The proprietor of Santa Cruz-based mini-empire Bonny Doon, who peppers his back labels with quotes from James Joyce and Dante, took a helicopter ride over Hampshire last month ‘to scout out vineland’, he told decanter.com.
Grahm was in Britain presenting a vertical tasting – 1984-2004 – of his flagship Rhone blend, Le Cigar Volante, to a select group of journalists and critics at Ransome’s Dock in Battersea, south London.
Bonny Doon has some 30 labels, but only about 10% of its wines are sourced from its own grapes.
Grahm is known to find the winemaker-grower relationship frustrating – mainly because of his predilection for making wines from the more esoteric Italian and French grape varieties, which growers are understandably not keen to plant.
So the sage-like ‘Leader’ of Bonny Doon is actively searching out plantable – and affordable – land, his second-in-command Nicholas Quille said. ‘He saw a couple of spots he liked the look of in England, but nothing concrete.
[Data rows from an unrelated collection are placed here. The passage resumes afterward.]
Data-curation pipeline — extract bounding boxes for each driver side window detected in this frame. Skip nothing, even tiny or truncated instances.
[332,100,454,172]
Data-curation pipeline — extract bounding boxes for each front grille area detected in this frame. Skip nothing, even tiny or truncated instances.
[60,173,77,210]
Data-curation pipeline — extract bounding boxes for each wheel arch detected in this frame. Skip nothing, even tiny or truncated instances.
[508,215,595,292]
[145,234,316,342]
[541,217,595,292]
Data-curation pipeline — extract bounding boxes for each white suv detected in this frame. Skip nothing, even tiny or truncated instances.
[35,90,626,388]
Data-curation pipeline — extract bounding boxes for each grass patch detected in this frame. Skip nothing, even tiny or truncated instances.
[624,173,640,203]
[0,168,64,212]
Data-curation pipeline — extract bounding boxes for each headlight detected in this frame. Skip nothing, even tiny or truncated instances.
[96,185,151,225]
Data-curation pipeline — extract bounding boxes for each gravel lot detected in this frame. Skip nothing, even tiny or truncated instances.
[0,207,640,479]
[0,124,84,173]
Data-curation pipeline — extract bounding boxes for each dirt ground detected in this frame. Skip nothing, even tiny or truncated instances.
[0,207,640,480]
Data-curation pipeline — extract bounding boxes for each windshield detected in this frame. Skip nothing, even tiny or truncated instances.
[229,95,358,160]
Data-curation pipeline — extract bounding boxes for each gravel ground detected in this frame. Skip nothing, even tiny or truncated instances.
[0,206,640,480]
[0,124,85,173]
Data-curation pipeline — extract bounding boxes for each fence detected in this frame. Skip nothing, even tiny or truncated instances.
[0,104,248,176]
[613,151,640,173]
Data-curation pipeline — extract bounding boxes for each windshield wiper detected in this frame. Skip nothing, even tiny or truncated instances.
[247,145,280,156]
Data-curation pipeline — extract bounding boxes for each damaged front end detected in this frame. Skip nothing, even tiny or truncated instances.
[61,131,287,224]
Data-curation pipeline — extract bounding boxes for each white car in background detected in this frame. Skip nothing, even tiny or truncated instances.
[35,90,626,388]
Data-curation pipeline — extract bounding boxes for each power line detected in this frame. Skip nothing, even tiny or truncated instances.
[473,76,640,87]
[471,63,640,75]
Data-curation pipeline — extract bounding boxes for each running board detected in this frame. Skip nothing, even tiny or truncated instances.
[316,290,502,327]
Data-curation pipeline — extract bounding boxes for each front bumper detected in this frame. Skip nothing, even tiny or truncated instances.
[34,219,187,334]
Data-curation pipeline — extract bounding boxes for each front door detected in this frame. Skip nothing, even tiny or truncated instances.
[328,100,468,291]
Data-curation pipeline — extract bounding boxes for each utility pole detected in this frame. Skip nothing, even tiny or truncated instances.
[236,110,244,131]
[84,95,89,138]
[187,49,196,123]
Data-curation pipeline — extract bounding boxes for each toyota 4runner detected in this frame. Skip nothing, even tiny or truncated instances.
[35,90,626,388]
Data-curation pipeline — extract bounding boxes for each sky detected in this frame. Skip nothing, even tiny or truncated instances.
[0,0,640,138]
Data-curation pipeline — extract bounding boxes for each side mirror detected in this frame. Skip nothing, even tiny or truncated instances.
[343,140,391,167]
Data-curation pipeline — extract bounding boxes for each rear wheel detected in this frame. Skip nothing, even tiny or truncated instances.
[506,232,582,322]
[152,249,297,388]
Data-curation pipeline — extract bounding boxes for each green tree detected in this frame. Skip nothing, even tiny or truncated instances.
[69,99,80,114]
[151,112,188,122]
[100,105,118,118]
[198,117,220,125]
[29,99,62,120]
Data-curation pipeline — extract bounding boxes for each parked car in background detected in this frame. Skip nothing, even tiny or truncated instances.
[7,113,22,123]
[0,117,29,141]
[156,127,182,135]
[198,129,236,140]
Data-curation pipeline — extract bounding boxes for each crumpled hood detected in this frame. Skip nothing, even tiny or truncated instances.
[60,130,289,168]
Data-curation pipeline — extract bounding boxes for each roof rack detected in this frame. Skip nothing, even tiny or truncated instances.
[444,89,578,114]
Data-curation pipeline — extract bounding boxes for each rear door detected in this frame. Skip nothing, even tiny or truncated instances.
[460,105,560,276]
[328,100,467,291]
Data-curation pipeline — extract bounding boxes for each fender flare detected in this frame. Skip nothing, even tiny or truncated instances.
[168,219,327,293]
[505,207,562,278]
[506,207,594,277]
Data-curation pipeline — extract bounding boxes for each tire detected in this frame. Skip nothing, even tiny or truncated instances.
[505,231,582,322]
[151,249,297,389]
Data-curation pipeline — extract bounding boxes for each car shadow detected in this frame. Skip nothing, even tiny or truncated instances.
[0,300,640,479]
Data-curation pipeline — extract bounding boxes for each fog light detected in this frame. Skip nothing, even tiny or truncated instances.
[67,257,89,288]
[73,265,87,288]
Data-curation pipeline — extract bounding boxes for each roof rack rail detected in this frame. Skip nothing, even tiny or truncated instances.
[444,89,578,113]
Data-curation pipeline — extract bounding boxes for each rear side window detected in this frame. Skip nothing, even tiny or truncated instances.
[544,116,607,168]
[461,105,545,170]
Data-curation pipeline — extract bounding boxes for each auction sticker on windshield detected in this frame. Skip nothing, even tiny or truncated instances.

It remains a possibility,’ he said.
Southern England is well-known to have excellent terroir for ripening sparkling wine varietals. Only two degrees north of Champagne, its chalky soils and maritime climate are very similar to that region. There is constant speculation that a major house – Duval Leroy has shown more than passing interest – may soon snap up land there at a fraction of the price of land in Champagne.
The continuing spectre of global warming is also increasing interest in England. Scientists seriously suggest that within a generation it may be possible to ripen red grapes to make quality red wine there.
Award-winning Sussex sparkling wine producer Nyetimber was sold in March this year for £7.5m (€10.9m), an unprecedented sum for an English producer.
Although Hampshire has only a handful of vineyards, its position in the south of England makes it one of the warmer counties.